Berbicara soal kesetaraan gender, memang seperti tak ada ujungnya. Bahkan, Denny menyoroti persoalaan gender hingga ke soal kesejahteraan masyarakat di sebuah negara. Menurutnya, kian miskin atau tidak sejahtera suatu negara, semakin agama dianggap penting oleh populasi di negara itu. Demikian hubungan antara arti penting agama dengan tingkat ekonomi atau kesejahteraan suatu nergara, menurut hasil survei Gallup 2009 terhadap 150 negara.
Jadi, jika yang menghalangi kesetaraan gender di ruang publik adalah struktur sosial, maka struktur itu harus diubah. “Sedangkan, jika yang menghalangi adalah teks agama atau tafsir kitab suci, maka tafsir itulah yang harus direbut,” jelas Denny.
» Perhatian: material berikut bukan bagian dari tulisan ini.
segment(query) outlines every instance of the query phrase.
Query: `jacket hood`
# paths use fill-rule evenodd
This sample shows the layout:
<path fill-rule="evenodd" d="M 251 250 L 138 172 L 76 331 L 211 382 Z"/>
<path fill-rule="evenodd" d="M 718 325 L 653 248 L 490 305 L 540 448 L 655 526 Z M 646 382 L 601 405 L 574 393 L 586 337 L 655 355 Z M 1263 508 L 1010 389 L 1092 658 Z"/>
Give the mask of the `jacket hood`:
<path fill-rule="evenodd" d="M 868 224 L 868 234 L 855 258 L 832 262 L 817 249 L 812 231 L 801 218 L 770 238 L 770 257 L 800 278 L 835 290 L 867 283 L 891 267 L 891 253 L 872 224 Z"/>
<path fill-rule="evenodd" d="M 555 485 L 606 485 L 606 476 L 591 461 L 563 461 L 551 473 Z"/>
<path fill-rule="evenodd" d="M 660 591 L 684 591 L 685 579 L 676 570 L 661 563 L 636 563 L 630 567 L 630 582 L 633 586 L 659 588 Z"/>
Di negara-negara yang kesejahteraannya sudah tinggi, seperti Denmark atau Swedia, upaya merebut tafsir agama itu tidak terlalu dianggap penting. Ini karena penegakan HAM, kesetaraan gender, sudah kukuh di konstitusi, undang-undang, dan kultur.
Sebaliknya, di negara-negara yang pendapatan per kapitanya rendah, seperti Banglades di Asia atau Burundi di Afrika, merebut tafsir agama itu sangat penting. Ini karena dengan merebut tafsir itu kita bisa merebut ruang publik lewat agama (lw).